Außerdem seien ja nicht die einfachen Isländer schuld an der ganzen Sache gewesen, heißt es in Reykjavik. Schuld seien vielmehr die Manager der Banken, die mit lukrativen Konditionen ausländisches Kapital im Mehrfachen des isländischen BIPs auf die kalte Insel lockten. Sollen die doch dafür geradestehen.


Gefühlsmäßig lässt sich das nachvollziehen. Dennoch lassen die Fakten den Schluss zu, dass die Entscheidung falsch ist. Nicht nur, dass isländische Sparer sehr wohl entschädigt wurden und den isländischen Staat aufgrund mangelnder Bankenaufsicht auch eine Schuld an der Malaise trifft.

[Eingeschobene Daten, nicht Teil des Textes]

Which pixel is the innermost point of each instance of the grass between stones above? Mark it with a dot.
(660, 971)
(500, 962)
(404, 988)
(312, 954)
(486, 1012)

Entscheidender für Island ist, wie es nach dem großen Schock schnell neu starten kann. Die Ablehnung der Entschädigung, die die Isländer aufgrund vorhandener Banken-Assets gar nicht so viel kosten wird, ist dabei kontraproduktiv. So kündigten Ratingagenturen bereits an, die Kreditwürdigkeit Islands deshalb herabzustufen. Das kann man unfair finden, ist aber so. Und alle Banken zuzusperren und nur noch fischen zu gehen ist auch im hohen Norden keine Alternative.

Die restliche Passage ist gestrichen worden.